When Sister Patricia “Pat” Coward was in the 7th grade, she never thought she’d become a sister. And she wasn’t sure what to tell her friends when her 18-year-old sister, Sister Donna Marie Coward, joined the Sisters of Mercy. “Although I was proud of Donna, I had to be cool,” Sister Pat says. “It wasn’t cool to have a sister who was a sister!”

Sister Donna laughs. After all, less than a dozen years after she became a Sister of Mercy in 1965, Pat did too. And look where they are now.

Sisters Donna and Pat relish their lives as “sister-sisters” more than ever. They joyfully talk about “growing daily into the calling,” as Sister Donna refers to their life.

A sister inspires future sisters! Sister Immaculee McGill (d. 2019) with Sisters Donna and Pat Coward when they were children on Easter Sunday in the late 1950s.

As a junior in high school, young Donna found the sisters more compelling than her “steady” boyfriend. A retreat she attended her senior year sealed the deal to enter religious life.

A vivid memory for Sister Donna was when Holy Thursday Mass was celebrated in English when she was a first-year novice. As the priest intoned the liturgy’s sacred words “On this night…,” she had goosebumps. “It was a powerful moment and we all talked about it afterwards.”

Sister Pat, who graduated from high school two months before Sister Donna’s final vows ceremony, recalls with a laugh. “Obviously, my graduation was the secondary event!”

But this gregarious student-athlete who served on a statewide student-government council couldn’t help but be moved by the sisters at her high school. “I was attracted by the nuns’ availability. They didn’t go home to their husbands,” Sister Pat reflects.

She was urged by the sisters to earn a college degree before considering religious life and “live fully and love lots.” After graduating from college with a degree in physical education and health and a minor in English, she spent a year teaching at a Catholic school in Mobile, Alabama.

And then, on July 4, 1976, Sister Pat entered the Sisters of Mercy. She was the first woman in Baltimore in six years to become a Sister of Mercy. One of the sisters joked, “How ironic that in this Bicentennial year, the country is celebrating 200 years of independence as you are kissing yours goodbye!”

Over the years, Sisters Donna and Pat have served in diverse ministries in the South while supporting each other in the special ways that sisters who are nuns can do. For a while, they lived together in a convent with other nuns in Savannah, Georgia, while teaching at different schools.
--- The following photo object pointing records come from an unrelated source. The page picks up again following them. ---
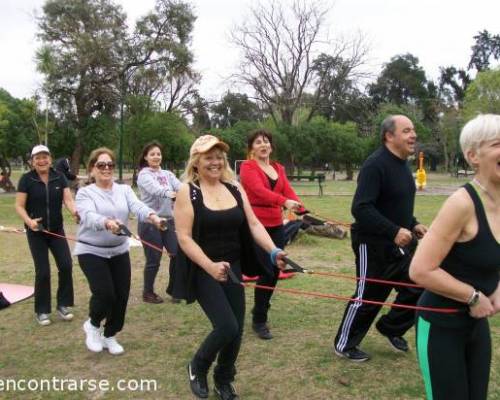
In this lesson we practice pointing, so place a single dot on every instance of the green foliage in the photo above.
(483, 94)
(234, 107)
(18, 122)
(88, 55)
(487, 46)
(168, 128)
(236, 138)
(402, 81)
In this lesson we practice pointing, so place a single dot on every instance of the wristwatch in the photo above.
(474, 298)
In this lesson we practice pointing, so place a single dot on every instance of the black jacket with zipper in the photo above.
(44, 201)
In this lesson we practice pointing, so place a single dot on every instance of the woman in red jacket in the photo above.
(268, 191)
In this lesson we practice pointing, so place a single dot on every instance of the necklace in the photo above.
(484, 190)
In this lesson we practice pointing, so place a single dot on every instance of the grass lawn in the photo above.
(160, 339)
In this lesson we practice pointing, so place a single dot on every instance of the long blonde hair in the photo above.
(191, 175)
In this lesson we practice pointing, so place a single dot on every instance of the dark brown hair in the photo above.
(95, 155)
(145, 150)
(254, 135)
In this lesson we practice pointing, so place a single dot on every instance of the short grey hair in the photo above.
(388, 125)
(483, 128)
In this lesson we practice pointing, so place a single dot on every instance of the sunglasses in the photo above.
(101, 165)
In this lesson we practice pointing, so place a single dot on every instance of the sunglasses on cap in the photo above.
(102, 165)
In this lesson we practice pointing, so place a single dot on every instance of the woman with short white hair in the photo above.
(458, 263)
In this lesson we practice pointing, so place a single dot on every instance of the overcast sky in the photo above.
(438, 32)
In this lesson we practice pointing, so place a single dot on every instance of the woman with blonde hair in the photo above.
(458, 263)
(103, 255)
(216, 228)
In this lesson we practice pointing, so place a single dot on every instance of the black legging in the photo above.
(224, 305)
(109, 281)
(263, 296)
(455, 362)
(39, 244)
(162, 239)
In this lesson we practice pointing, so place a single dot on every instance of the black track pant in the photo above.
(263, 296)
(39, 244)
(109, 281)
(373, 262)
(162, 239)
(455, 362)
(224, 305)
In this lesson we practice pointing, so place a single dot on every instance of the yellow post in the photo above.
(421, 176)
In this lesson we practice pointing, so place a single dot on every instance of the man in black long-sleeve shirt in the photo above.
(382, 240)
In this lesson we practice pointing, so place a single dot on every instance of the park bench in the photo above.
(320, 178)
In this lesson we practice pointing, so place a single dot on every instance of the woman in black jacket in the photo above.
(215, 226)
(40, 195)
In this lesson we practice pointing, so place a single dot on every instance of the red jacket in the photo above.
(266, 202)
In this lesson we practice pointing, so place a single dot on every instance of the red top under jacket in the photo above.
(266, 202)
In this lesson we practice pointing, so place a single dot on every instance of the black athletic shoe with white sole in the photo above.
(354, 354)
(198, 383)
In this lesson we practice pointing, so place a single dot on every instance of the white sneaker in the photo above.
(93, 339)
(43, 319)
(112, 345)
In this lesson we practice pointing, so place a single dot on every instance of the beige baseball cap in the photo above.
(39, 148)
(205, 143)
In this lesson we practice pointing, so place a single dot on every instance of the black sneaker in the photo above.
(225, 391)
(262, 330)
(398, 343)
(354, 354)
(65, 313)
(198, 384)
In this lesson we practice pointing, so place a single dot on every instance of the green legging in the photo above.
(455, 362)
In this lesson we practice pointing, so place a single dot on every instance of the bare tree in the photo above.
(285, 54)
(278, 46)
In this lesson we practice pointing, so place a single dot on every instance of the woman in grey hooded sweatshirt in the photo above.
(157, 188)
(103, 255)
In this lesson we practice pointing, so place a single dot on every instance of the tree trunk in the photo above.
(6, 170)
(76, 156)
(349, 172)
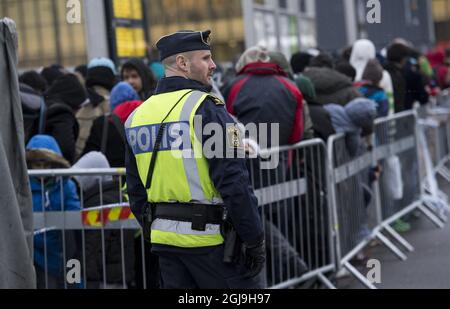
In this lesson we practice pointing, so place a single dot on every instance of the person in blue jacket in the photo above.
(43, 152)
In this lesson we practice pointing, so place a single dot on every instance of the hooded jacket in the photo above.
(110, 194)
(362, 52)
(115, 145)
(147, 77)
(62, 100)
(331, 86)
(44, 149)
(33, 110)
(262, 93)
(351, 120)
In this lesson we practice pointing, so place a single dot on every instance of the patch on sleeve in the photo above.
(216, 100)
(234, 138)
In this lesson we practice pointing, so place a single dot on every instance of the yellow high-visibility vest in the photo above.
(181, 173)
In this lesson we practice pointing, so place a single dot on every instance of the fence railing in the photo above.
(320, 207)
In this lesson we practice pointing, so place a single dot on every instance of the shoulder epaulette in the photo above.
(216, 100)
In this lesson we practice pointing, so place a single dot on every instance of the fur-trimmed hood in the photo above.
(45, 150)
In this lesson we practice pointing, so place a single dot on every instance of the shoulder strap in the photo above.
(118, 125)
(42, 112)
(157, 146)
(105, 134)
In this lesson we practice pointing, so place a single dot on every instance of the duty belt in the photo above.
(200, 215)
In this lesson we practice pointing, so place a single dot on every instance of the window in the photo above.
(45, 37)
Sister Pat speaking at a Mercy event
Sister Donna leads Sunday prayer service at the St. Joseph’s/Candler Health System in Savannah, Georgia

“As blood sisters and religious sisters, there’s a space that we can share that we can’t share with other people,” Sister Pat says, noting that they “participate in common things” like attending international gatherings and serving on committees.

“And there’s that time when you are finished with your work and all your meetings, and you can talk candidly, about your frustrations and joys. It’s nice to have a sister who is a sister!”

For Sister Donna, being a vowed religious woman alongside Sister Pat is also about being a witness to God’s love in a particular way.

“What tugs at my heart is that [as vowed, celibate women], we are called to witness to the universal love that God has for all people, just as married couples are called to witness to the individual love that God has for all people,” she says.